New York City Council

Speaker Adams and Mayor Adams clash over City Council oversight of City Hall

The Council speaker is advancing legislation to give the council veto power over some mayoral appointments, but the mayor's newly-announced Charter Revision Commission could delay that.

City Council Speaker Adrienne Adams leads the City Council’s stated meeting on May 23, 2024.

City Council Speaker Adrienne Adams leads the City Council’s stated meeting on May 23, 2024. John McCarten/NYC Council Media Unit

City Council Speaker Adrienne Adams officially introduced legislation on Thursday that, if passed and approved by voters in a referendum, would make 21 additional commissioner positions subject to council approval.

Only a handful of positions are currently subject to council approval, including the city’s corporation counsel and the head of the Taxi and Limousine Commission. Speaker Adams’ bill would make the heads of the Department of Buildings, Department of Health and Mental Hygiene, Department of Sanitation and Department of Social Services, among others, also subject to council approval. “It’s something that I’ve had interest in way before becoming the speaker,” Speaker Adams said at a press conference ahead of the council stated meeting where the legislation was introduced on Thursday. “It’s about good government and effective governing, period.”

The push from Speaker Adams was first reported by the Daily News last week. Mayor Adams said this week that he disagrees that his handpicked commissioners should be subject to council approval. “I have not had a conversation with the speaker about it yet to see what’s the whole depth of the bill,” Mayor Adams said at an unrelated press conference on Tuesday. “We have a strong executive system in New York, unlike others. I like that executive system because people should know who they blame.”

The speaker’s bid for expanded council oversight of mayoral appointments creates a new ripple in the ongoing power struggle between City Hall and the City Council – one that’s growing with the mayor’s surprise announcement of a new Charter Revision Commission to look at promoting more transparency in the city’s legislative process.

Proposals that come out of the Charter Revision Commission could go on the ballot for voter approval in the November general election, preventing the council from adding a referendum on their agency appointment oversight bill to the ballot in the same election, should the legislation pass the council. But Speaker Adams’ legislation accounts for this, specifying that if Charter Revision Commission proposals go on the ballot in November, then the referendum would be scheduled for a separate special election, potentially in January. (It’s not clear how many people would be motivated to vote in a special election where the only thing on the ballot was a proposal to increase the council’s oversight of agency appointments.)

Then there’s the fact that the Charter Revision Commission is poised to consider changes to the council’s legislative process. According to a press release, the commission is instructed to look at how the charter can promote more transparency and community input in legislation that affects public safety, as well evaluating the process for determining the costs of implementing legislation. 

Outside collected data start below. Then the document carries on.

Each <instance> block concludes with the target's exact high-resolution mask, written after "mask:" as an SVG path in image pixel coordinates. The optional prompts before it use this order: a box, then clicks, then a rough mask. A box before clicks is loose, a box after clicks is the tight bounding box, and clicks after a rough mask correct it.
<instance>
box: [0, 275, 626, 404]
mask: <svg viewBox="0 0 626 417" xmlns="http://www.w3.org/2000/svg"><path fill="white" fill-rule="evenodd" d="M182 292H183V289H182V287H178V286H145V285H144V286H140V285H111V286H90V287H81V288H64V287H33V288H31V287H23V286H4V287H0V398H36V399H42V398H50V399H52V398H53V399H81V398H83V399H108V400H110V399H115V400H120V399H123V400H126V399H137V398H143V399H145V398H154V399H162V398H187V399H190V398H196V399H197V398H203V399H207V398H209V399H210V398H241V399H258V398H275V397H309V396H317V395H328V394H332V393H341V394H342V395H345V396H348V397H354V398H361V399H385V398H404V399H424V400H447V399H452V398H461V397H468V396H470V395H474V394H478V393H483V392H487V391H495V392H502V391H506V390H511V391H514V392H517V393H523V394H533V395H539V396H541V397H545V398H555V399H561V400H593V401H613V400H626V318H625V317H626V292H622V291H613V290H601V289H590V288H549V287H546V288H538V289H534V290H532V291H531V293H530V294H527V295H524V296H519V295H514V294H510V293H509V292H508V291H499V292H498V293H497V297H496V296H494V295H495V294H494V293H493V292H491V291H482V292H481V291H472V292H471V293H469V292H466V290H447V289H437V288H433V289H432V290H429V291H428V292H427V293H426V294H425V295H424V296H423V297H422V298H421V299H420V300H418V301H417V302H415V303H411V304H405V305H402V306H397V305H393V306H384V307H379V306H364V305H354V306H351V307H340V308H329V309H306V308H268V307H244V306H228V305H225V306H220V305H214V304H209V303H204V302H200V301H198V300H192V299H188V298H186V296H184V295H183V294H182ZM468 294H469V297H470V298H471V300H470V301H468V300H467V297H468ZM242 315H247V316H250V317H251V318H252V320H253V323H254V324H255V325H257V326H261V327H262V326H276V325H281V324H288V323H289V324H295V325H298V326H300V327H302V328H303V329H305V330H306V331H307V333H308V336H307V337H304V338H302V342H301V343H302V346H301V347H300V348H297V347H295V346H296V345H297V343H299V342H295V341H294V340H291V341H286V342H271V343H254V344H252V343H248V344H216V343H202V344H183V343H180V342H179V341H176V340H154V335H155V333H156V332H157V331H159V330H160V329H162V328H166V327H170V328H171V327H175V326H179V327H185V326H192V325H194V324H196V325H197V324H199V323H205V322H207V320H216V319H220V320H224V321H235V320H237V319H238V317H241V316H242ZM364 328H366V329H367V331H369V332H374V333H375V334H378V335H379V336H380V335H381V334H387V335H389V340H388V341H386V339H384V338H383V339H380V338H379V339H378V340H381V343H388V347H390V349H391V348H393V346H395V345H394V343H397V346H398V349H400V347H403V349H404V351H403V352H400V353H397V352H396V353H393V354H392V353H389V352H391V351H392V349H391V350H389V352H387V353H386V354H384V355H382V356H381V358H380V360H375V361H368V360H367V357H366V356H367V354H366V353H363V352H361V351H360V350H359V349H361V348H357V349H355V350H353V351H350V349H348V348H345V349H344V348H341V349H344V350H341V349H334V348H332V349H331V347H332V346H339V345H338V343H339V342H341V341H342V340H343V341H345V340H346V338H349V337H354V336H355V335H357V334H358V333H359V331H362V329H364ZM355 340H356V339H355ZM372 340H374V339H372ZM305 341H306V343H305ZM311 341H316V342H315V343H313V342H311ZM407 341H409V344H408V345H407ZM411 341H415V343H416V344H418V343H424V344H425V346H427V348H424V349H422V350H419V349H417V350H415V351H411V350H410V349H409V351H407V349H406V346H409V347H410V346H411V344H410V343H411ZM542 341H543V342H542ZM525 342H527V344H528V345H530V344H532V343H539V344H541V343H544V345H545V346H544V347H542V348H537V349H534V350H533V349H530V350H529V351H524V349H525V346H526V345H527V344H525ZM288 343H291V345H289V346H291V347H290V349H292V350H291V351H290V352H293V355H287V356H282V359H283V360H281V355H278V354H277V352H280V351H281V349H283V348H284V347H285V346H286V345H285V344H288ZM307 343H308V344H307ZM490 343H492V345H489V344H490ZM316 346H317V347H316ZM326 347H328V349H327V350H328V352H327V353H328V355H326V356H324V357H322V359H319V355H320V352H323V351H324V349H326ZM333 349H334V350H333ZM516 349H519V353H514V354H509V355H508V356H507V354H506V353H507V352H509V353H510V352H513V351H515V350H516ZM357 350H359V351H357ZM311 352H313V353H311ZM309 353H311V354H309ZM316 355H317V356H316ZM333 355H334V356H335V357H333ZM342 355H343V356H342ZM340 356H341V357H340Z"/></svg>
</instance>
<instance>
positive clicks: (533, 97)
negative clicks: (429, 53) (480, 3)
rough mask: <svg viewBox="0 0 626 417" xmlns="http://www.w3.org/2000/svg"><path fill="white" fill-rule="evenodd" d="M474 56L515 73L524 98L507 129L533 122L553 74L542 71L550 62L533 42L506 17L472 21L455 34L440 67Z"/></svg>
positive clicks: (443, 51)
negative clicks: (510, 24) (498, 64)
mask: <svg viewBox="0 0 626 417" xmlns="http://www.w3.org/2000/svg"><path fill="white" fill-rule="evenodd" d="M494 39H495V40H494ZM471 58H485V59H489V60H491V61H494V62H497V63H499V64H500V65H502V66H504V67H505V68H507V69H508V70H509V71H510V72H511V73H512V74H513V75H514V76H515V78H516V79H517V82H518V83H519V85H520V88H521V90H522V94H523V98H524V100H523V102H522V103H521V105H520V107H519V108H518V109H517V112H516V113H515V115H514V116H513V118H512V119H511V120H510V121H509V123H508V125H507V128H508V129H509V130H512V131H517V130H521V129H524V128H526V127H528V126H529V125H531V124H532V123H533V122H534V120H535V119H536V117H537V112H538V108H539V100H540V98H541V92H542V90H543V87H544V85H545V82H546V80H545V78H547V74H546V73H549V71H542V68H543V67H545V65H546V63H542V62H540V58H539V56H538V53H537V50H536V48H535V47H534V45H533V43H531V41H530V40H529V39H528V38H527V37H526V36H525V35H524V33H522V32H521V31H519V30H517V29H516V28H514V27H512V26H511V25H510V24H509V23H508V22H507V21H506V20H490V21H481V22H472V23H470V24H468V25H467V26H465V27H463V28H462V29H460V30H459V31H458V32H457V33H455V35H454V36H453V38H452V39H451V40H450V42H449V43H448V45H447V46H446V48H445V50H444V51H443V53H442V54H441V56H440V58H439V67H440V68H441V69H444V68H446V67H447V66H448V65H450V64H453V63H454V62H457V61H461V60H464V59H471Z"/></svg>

Earlier this year, the council and City Hall clashed over legislation that requires more police reporting of low-level stops. City Hall vehemently opposed that legislation and vetoed it, but the council voted to override the veto. And last year, the council overrode the mayor’s veto of legislation expanding access to housing rental vouchers that City Hall opposed on several grounds, including that it was too expensive to implement.

The City Council is now suing the Adams administration for not implementing those laws.

The timing of the commission days after news broke of Speaker Adams’ intention to expand council oversight of agency appointments raised eyebrows, as the commission could delay that. But Deputy Mayor for Communications Fabien Levy told Politico that the seeds of the commission date back to more than a month ago, when some public safety advocates complained about not having enough community input on the How Many Stops Act.

In her first comments on the formation of the commission, Speaker Adams said that she hopes it will be a commission focused on good government, not retribution. “A charter revision commission should be focused on good government, and if that’s the intention of this commission, I wouldn’t want to stop it, I wouldn’t want the council to stop it.”